Il est plus souvent physique, dans les multiples projets que le couple a élaborés en étroite coopération avec des prisonniers, un travail de longue durée qui a donné forme à des vidéos et des objets qui questionnent notre rapport à l’espace (réduit) et le temps (infiniment long).

David Brognon et Stéphanie Rollin ne sont pas à proprement parler des artistes politiques. Mais ils s’impliquent dans des causes diverses (univers carcéral, conflit israélo-palestinien, esclavage, euthanasie, conflits sociaux) à leur manière (détournée). En témoigne le tourniquet métallique surdimensionné dont le cliquetis amplifié résonne à intervalles réguliers. Cette « sculpture sociale » est née à l’initiative d’anciens salariés de l’usine d’engins de chantiers Caterpillar à Gosselies en Belgique qui avait fermé ses portes et laissé 2000 employés sur le carreau en 2016. Résilients a été réalisée avec des matériaux récupérés dans l’usine alors en cours de démantèlement. Elle évoque à la fois le contrôle, l’espace clos, l’exclusion, le pointage et les cadences infernales, mais elle est également le symbole de la résistance, de la continuité et de la solidarité puisque pour chaque exposition, ce sont les travailleurs eux-mêmes qui la montent et démontent.

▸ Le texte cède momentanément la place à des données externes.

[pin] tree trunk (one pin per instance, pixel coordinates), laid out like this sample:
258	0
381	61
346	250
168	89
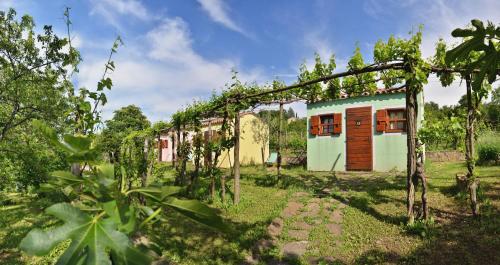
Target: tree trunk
223	188
178	150
196	172
469	148
159	148
411	154
173	149
280	117
422	177
236	158
262	152
474	184
469	132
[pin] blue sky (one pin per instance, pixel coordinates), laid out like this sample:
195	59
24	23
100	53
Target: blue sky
179	50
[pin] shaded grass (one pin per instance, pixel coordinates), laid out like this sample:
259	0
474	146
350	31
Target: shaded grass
373	224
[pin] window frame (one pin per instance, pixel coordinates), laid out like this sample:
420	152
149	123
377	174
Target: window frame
330	115
389	120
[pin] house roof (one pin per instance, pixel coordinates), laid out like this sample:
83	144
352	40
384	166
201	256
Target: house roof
218	121
379	91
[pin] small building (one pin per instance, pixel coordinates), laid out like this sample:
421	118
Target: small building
362	133
254	140
168	146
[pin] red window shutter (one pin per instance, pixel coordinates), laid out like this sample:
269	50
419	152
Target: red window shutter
337	123
206	134
381	120
314	123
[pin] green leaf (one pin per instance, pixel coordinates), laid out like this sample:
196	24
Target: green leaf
123	215
197	211
462	33
157	193
92	239
478	24
50	135
66	176
461	51
79	143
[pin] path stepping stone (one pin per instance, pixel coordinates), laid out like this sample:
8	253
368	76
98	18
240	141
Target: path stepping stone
302	225
299	234
312	209
274	229
336	216
295	249
335	229
300	194
291	209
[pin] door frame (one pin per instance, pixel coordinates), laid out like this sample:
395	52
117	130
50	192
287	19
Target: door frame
370	120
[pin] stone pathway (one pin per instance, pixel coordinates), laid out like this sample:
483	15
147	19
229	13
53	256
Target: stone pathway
291	232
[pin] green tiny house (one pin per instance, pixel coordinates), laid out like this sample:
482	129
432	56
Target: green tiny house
362	133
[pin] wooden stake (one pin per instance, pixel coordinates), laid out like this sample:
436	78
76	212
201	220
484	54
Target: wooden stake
280	126
236	168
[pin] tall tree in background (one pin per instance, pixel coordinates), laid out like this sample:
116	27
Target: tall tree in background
124	121
32	67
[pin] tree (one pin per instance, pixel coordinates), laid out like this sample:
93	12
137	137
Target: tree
124	121
103	235
478	54
290	113
260	131
32	73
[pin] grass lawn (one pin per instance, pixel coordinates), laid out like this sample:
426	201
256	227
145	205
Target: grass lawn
372	225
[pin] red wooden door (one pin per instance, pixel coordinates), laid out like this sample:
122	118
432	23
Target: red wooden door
359	139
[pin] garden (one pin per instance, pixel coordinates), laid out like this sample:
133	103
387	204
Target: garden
76	189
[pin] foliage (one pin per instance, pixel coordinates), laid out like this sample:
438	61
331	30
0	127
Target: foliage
483	40
33	68
488	148
416	70
442	128
315	92
423	228
124	121
102	234
358	84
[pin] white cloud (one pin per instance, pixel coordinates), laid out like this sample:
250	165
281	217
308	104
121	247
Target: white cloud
218	11
6	4
162	73
439	18
112	10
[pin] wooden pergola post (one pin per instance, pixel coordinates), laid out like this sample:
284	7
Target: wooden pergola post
236	167
280	125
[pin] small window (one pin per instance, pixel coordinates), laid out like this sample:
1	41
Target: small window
397	120
326	124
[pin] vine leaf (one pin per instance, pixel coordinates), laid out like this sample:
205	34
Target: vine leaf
91	239
196	211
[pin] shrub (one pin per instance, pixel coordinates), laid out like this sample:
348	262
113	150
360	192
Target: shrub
422	228
488	149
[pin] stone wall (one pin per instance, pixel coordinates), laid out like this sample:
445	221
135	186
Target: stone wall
444	156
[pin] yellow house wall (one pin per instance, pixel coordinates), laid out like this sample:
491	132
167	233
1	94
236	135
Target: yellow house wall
250	149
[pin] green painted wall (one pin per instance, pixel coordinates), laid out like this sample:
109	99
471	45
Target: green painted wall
326	153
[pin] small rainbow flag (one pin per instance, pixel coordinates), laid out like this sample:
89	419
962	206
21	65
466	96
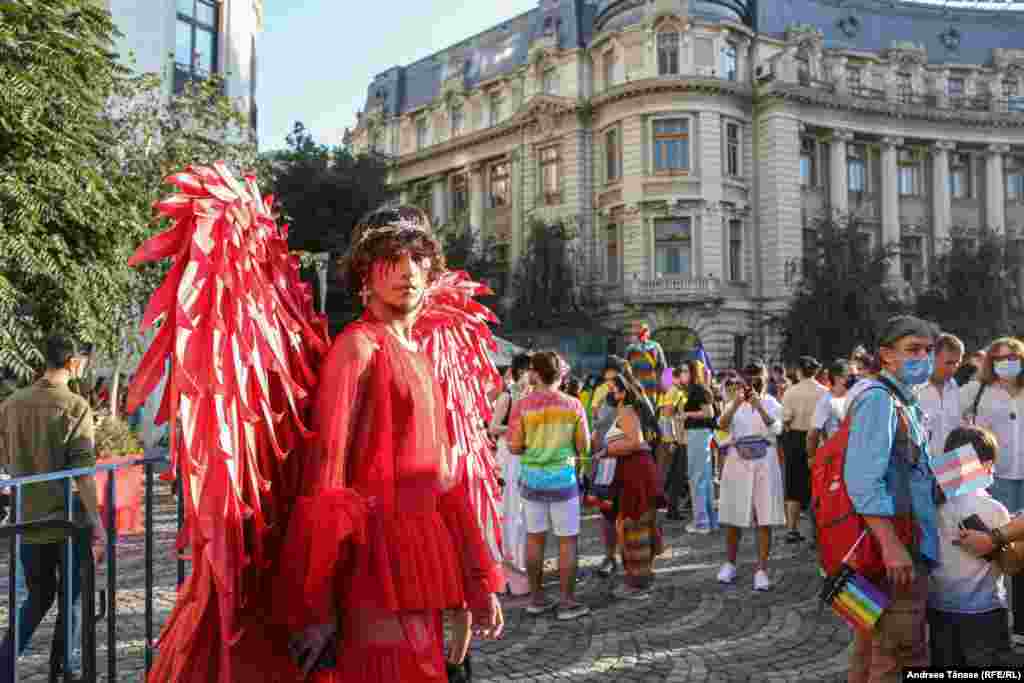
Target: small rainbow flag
857	600
853	597
960	472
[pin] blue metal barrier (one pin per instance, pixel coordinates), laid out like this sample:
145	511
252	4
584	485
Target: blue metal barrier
15	529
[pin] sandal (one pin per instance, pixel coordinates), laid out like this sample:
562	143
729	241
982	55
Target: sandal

Parfois leur travail se fait plus conceptuel, comme dans la série des Cosmographia, pour laquelle le tandem a arpenté les îles de Gorée (au large de Dakar) et de Tatihou (dans la Manche) pour reproduire à l’échelle 1 leurs contours sur plusieurs milliers de feuilles mises sous enveloppe et envoyées à leur galerie à Bruxelles où elles sont rangées et mises sous scellés dans une étagère conçue par les artistes. Une entreprise qui confine à l’absurde puisqu’elle s’attache à rendre visible un espace pour ensuite le cacher aux yeux du spectateur. Le choix des deux îles n’est évidemment pas anodin. Les deux ont servi dans le passé pour « stocker » des esclaves avant expédition (Gorée) et isoler des « pestiférés » et des prisonniers de guerre (Tatihou).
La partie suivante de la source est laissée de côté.